Foto: Google |
Luas wilayah merupakan aspek penting dalam
mengetahui luas dan sebaran tanaman pertanian, perkebunan, daerah aliran
sungai, hutan, pemukiman dan lain-lainnya. Hal ini penting diketahui oleh
pemerintah dalam wilayah administrasi bersangkutan. Dengan berpegangan pada
data ini, pemerintah terutama dinas terkait dapat menerapkan kebijakan terkait
pemanfaatan lahan di wilayahnya. Maka hal tersebut harus didukung dengan data
yang sedapat mungkin tepat dan mendetail. Sebab tanpa akurasi data,
eksekusi kebijakan malah salah sasaran.
Untuk memudahkan kegiatan pemetaan serta
pendataan lahan, pembagian wilayah menjadi wilayah yang lebih kecil sangat
membantu. Dari wilayah kabupaten yang luas, dipecah-pecah lagi menjadi wilayah
kecamatan, wilayah desa, dan kemudian wilayah dusun yang lebih kecil. Dengan
wilayah yang sudah dipecah-pecah tersebut, pendataan menjadi lebih mudah karena
luas lahan yang didata telah menjadi lebih kecil. Identifikasi kepemilikan
ataupun pengelolaan lahan pun lebih mudah dilakukan. Bahkan jenis dan
produktivitas lahan lebih mudah diperoleh langsung di lapangan.

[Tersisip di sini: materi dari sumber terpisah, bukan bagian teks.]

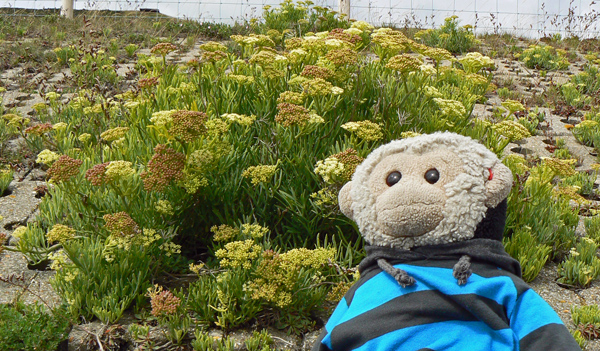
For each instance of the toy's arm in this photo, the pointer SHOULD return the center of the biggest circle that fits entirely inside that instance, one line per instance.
(323, 342)
(538, 327)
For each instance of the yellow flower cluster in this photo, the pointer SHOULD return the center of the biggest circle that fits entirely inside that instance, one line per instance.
(255, 231)
(512, 106)
(511, 130)
(162, 118)
(52, 96)
(342, 57)
(15, 120)
(320, 87)
(224, 232)
(170, 248)
(239, 119)
(362, 25)
(365, 130)
(60, 233)
(517, 163)
(325, 198)
(117, 170)
(409, 134)
(164, 207)
(404, 63)
(279, 274)
(213, 46)
(392, 42)
(562, 168)
(148, 237)
(451, 108)
(438, 54)
(85, 138)
(47, 157)
(114, 133)
(260, 174)
(255, 40)
(331, 169)
(291, 98)
(241, 79)
(238, 254)
(473, 62)
(19, 232)
(59, 260)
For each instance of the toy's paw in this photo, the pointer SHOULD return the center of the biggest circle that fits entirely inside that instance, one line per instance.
(462, 270)
(399, 275)
(404, 279)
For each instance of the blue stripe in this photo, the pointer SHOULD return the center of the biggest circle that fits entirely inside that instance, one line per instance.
(531, 312)
(383, 288)
(336, 316)
(447, 336)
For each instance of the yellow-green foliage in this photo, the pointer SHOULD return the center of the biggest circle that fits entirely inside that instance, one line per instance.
(6, 177)
(531, 255)
(581, 341)
(592, 228)
(544, 57)
(582, 266)
(263, 130)
(528, 209)
(586, 315)
(587, 321)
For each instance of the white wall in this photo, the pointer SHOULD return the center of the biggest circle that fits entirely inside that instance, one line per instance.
(525, 17)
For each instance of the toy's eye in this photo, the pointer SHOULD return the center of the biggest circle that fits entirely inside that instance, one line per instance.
(432, 176)
(393, 178)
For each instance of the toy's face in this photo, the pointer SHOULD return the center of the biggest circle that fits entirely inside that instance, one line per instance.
(427, 190)
(410, 193)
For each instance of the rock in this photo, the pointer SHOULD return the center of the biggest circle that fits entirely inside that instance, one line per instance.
(17, 208)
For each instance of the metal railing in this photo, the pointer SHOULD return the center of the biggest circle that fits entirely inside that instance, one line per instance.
(531, 18)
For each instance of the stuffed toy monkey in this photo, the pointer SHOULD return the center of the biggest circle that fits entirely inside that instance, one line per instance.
(436, 276)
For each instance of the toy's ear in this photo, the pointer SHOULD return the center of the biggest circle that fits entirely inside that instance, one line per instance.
(345, 200)
(499, 184)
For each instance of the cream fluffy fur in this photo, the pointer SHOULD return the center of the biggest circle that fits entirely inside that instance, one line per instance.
(468, 196)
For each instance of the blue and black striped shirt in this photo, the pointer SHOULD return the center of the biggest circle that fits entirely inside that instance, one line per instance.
(495, 310)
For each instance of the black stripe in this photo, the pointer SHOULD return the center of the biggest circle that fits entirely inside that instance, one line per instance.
(482, 269)
(551, 337)
(413, 309)
(317, 346)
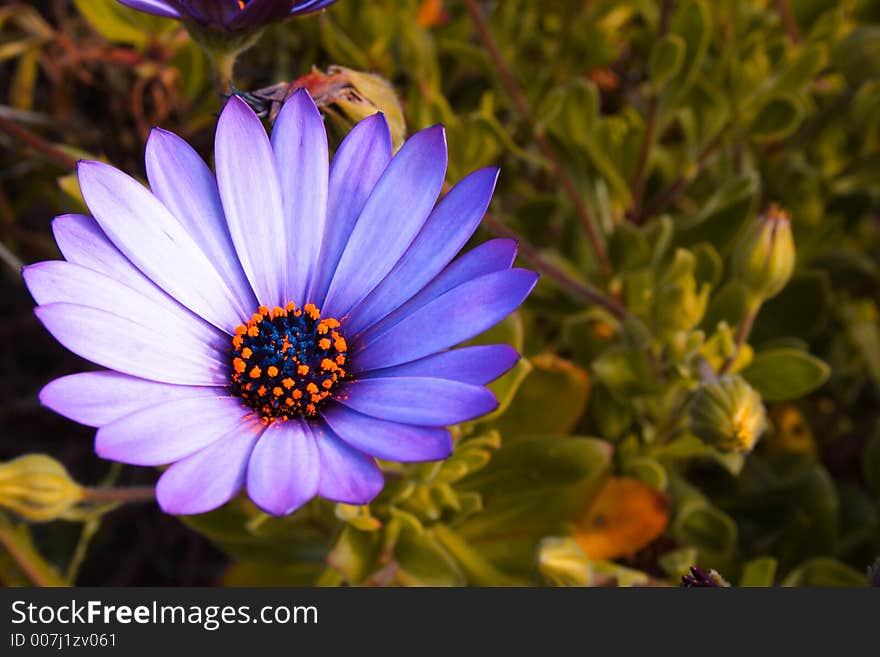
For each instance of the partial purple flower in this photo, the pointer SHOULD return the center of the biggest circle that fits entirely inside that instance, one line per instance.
(283, 324)
(232, 15)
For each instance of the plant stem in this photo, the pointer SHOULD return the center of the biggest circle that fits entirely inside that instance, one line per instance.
(22, 551)
(121, 495)
(641, 174)
(742, 335)
(788, 22)
(576, 288)
(525, 110)
(664, 198)
(40, 145)
(224, 69)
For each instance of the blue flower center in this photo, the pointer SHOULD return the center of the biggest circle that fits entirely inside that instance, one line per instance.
(287, 361)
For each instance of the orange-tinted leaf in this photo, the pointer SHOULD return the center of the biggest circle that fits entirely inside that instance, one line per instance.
(625, 517)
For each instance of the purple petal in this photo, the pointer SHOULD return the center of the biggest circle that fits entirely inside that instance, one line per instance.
(309, 6)
(120, 344)
(300, 144)
(393, 441)
(357, 165)
(180, 178)
(251, 194)
(98, 398)
(477, 365)
(209, 478)
(451, 318)
(83, 243)
(57, 281)
(167, 432)
(156, 243)
(445, 232)
(156, 7)
(347, 475)
(284, 468)
(494, 255)
(419, 400)
(392, 217)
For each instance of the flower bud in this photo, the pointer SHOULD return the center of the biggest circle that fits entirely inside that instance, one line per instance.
(346, 96)
(365, 94)
(699, 578)
(679, 300)
(562, 562)
(764, 258)
(728, 414)
(38, 488)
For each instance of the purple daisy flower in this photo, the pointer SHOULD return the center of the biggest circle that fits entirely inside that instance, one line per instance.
(229, 14)
(282, 325)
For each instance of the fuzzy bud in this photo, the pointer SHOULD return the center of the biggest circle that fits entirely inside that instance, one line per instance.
(38, 488)
(699, 578)
(765, 256)
(728, 414)
(562, 562)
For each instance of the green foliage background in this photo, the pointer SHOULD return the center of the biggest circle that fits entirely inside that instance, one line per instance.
(675, 123)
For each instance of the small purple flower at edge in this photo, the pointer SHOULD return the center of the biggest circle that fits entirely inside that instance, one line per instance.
(281, 325)
(230, 15)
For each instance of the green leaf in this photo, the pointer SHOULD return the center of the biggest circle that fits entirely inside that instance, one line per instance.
(677, 562)
(551, 399)
(535, 485)
(692, 23)
(777, 118)
(667, 56)
(781, 374)
(423, 562)
(120, 24)
(479, 570)
(705, 527)
(244, 573)
(648, 471)
(825, 572)
(871, 463)
(759, 572)
(355, 553)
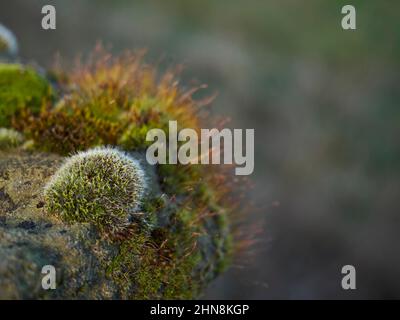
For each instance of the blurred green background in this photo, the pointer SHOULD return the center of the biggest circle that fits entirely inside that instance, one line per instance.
(325, 106)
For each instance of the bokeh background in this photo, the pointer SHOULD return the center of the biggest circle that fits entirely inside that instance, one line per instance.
(325, 106)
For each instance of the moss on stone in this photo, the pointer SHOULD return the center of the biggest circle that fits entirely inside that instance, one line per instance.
(181, 238)
(20, 87)
(102, 186)
(10, 138)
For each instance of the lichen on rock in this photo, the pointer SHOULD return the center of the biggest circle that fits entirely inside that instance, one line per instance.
(114, 226)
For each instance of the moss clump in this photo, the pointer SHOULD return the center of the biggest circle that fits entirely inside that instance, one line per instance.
(20, 87)
(102, 186)
(183, 237)
(10, 138)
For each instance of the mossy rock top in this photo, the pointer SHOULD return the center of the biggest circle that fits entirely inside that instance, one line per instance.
(21, 87)
(169, 245)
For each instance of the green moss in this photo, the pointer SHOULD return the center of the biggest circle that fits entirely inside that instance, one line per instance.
(20, 87)
(102, 186)
(10, 138)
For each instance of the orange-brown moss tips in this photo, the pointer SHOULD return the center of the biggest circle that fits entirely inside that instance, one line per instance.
(103, 186)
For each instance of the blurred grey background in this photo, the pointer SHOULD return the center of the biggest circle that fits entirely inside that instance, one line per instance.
(325, 106)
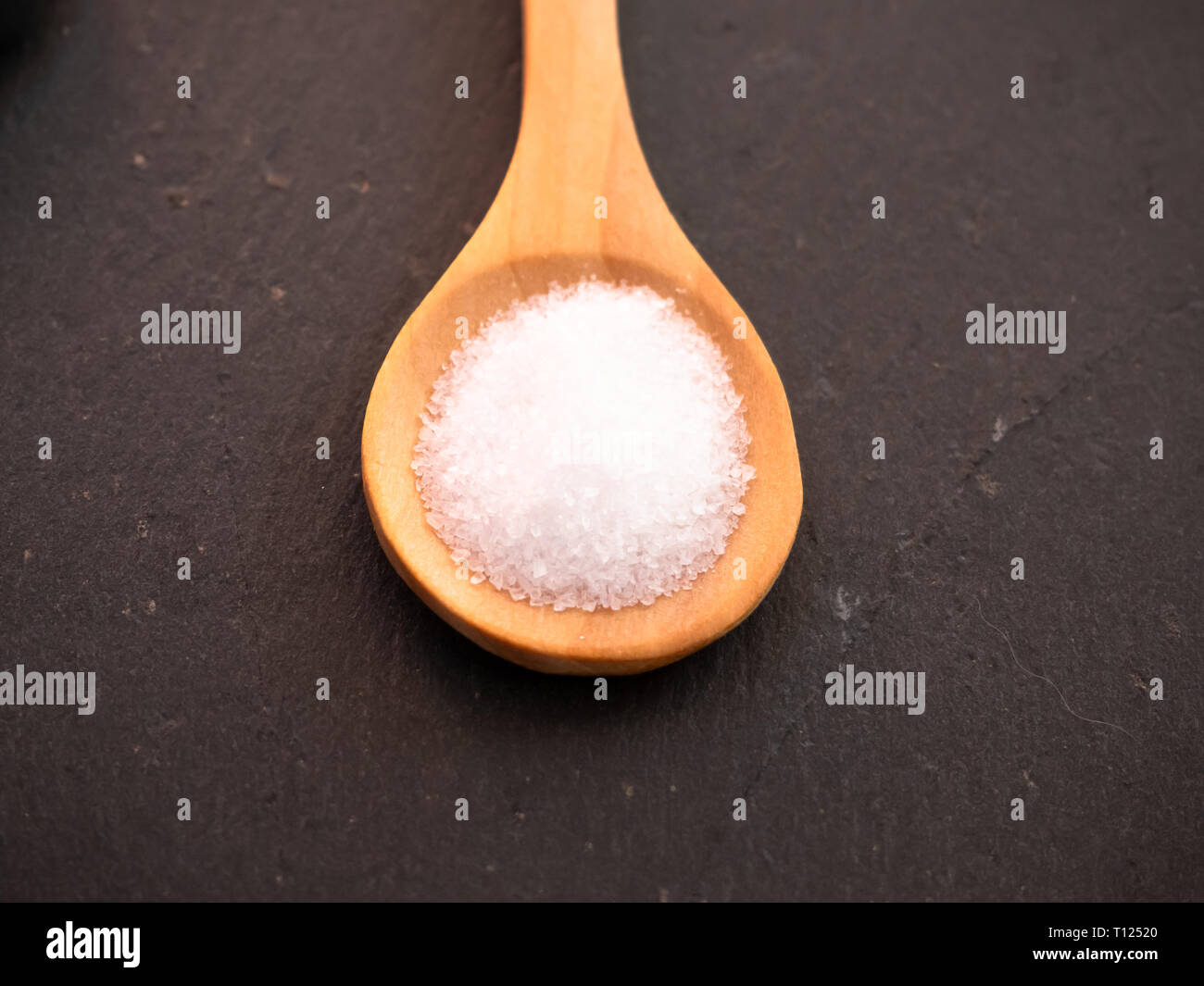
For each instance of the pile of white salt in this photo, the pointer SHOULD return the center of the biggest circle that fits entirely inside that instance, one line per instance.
(585, 448)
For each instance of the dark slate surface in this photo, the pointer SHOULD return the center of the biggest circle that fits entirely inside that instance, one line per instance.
(207, 689)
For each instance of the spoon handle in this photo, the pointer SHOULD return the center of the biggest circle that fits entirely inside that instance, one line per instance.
(578, 177)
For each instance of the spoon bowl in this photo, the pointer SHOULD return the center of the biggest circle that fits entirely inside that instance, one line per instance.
(578, 201)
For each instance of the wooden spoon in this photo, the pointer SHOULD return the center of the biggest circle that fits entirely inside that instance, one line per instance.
(577, 147)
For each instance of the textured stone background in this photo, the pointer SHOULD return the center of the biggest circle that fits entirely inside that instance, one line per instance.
(206, 689)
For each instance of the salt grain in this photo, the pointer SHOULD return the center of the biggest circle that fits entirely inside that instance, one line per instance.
(585, 449)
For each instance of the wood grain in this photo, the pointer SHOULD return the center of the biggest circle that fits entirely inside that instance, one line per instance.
(577, 143)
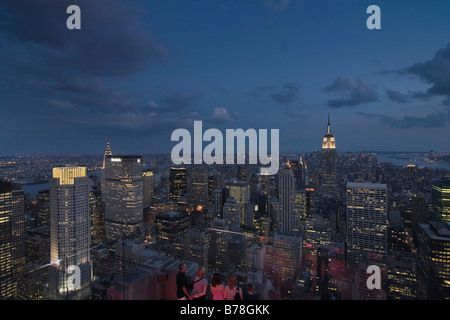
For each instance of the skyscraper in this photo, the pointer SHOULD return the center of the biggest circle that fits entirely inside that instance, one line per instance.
(240, 191)
(177, 182)
(433, 272)
(70, 234)
(231, 214)
(12, 245)
(286, 221)
(441, 200)
(103, 177)
(199, 186)
(367, 223)
(123, 197)
(329, 182)
(149, 184)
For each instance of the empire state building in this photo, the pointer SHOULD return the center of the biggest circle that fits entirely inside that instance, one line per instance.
(329, 182)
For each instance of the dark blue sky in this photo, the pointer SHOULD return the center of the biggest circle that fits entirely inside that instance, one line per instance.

Persoalan muncul ketika pembagian wilayah
menjadi wilayah yang lebih kecil ini belum dilakukan secara baik. Hal ini
ditemui di lapangan karena keterbatasan dana, alat, maupun SDM personil
yang terlibat.
Dalam wilayah kecamatan Adonara Barat,
batas wilayah desa terutama desa yang baru dimekarkan belum dibuat secara baik.
Hal ini berpengaruh terhadap luas wilayah masing-masing desa. Peta maupun luas
wilayah di atas kertas ternyata berbeda dengan kondisi riil di lapangan.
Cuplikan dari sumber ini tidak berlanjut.